First, the way in which the Court of Justice handles this new power is quite nuanced and clever. It does not impose the penalty payment in concreto, only in abstracto. After considering the facts, the Order imposes at least a 100.000 euro/day penalty payment in case that the Polish authorities continue to ignore the decision of the Court. But it is for the Commission to ascertain, in a period of time granted by the Court, whether such conduct still persists. This is a smart move on the part of the Court, with a typical stick and carrot approach to a sensitive dossier. In addition, the Court has bought the Polish government’s argument on the need to protect pedestrians from the fall of heavy branches and trees, and thus the Order allows measures that are strictly necessary to achieve the goal of protecting the security of the premises. It is for the Commission, not the Polish government, to monitor the measures and report to the Court.
But the most interesting point of the Order is cleverly hidden in paragraph 102. At the very end of the passage, shortly after considering the fact that the Vice-President’s Order was ignored by the Polish authorities, the Court of Justice adds:
“Indeed, the power to enforce upon a Member State the provisional measures enacted by the judge in interim relief procedures, with the faculty to impose a penalty payment in case of non-compliance, is intended to guarantee the effective application of Union law, which is an inherent value of the rule of law enshrined in Article 2 TEU, upon which the Union is founded” (my own translation).
For the first time, the Court of Justice has shown its teeth in the Polish crisis, and it has done so pointing very subtly to the nuclear option. So far, the messages were nuanced, in public or even in private. The Court of Justice would not tolerate attacks on the rule of law and on national courts, or so was the narrative when judges of the Court were asked in academic conferences or in public speeches. These comments were usually a reaction to the news about domestic measures in some Member States, in which national courts or officials were targeted by populist governments in the name of “the people”. But now it is for the Court of Justice to witness how it is the victim itself of an attack on the rule of law. Constitutional Courts were being ignored in some Member States (Poland, Spain…), and then came the turn of the Court of Justice.
The reaction from Luxembourg has not taken long. By September of 2017 it was obvious that the Polish government was ignoring the ruling of the Court rendered in July.

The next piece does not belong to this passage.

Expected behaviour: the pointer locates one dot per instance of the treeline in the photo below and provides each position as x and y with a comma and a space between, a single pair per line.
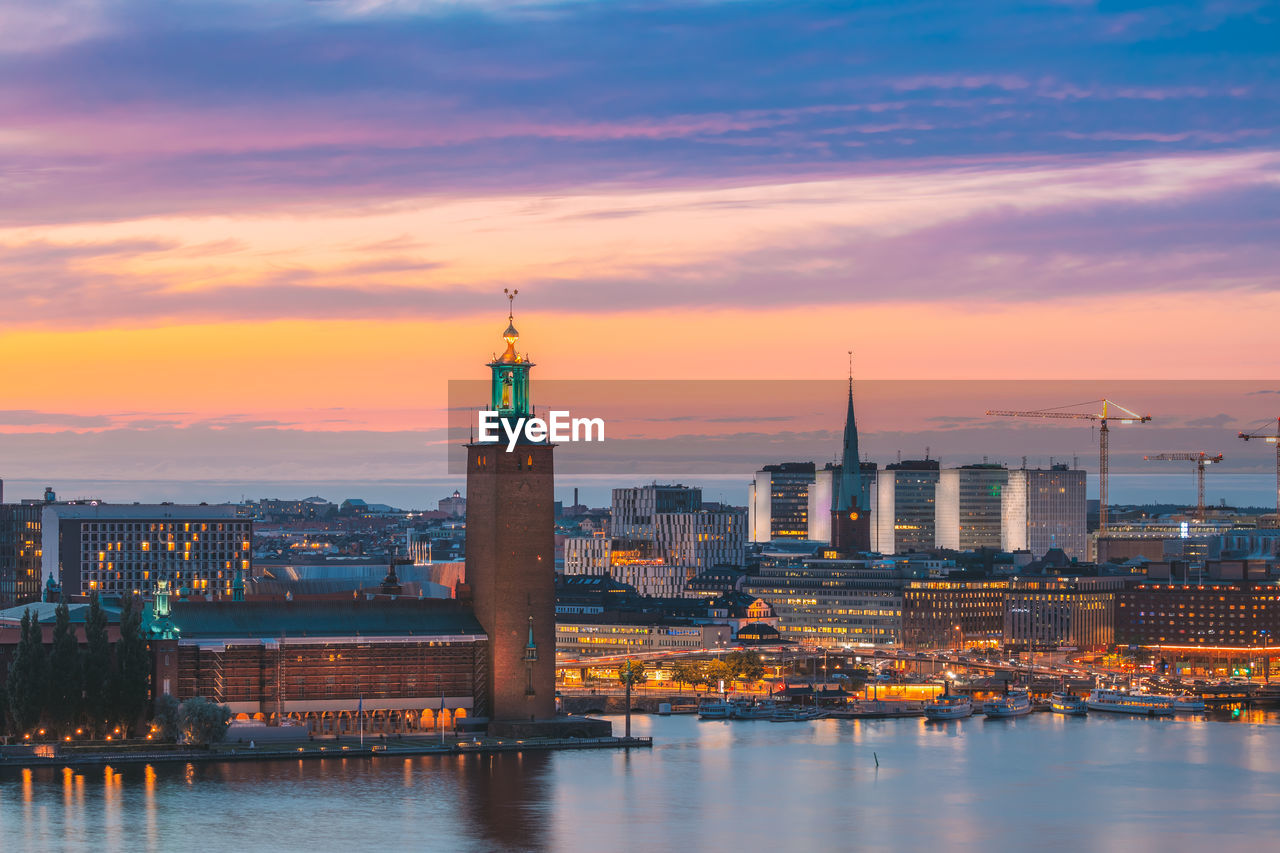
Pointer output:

Two months later, in Grand Chamber, the Court of Justice has sent the strongest possible message, in an interim relief procedure and creating, in an innovative but (in my opinion) convincing way, pecuniary tools to make sure that the measure takes a painful bite from the Polish budget. At the same time, the Court has hinted at the tools that Article 2 TEU can provide, for the time being on a provisional basis. Who knows what other jurisdictional instruments could this provision grant if the State’s misconduct continues.
Article 2 TEU is now starting to take shape as a relevant normative utensil in the Court of Justice’s toolbox. The first time it has shown its teeth it has allowed the Court to reinvent provisional measures in the name of the rule of law. The next time it is used again, I wonder what surprise the Court is willing to share with us… in the name of the rule of law.
The courageous Court of Justice, the creative but fair and balanced jurisdiction that was so deeply missed in the humanitarian visa case, is back in business again. Hopefully it is here to stay.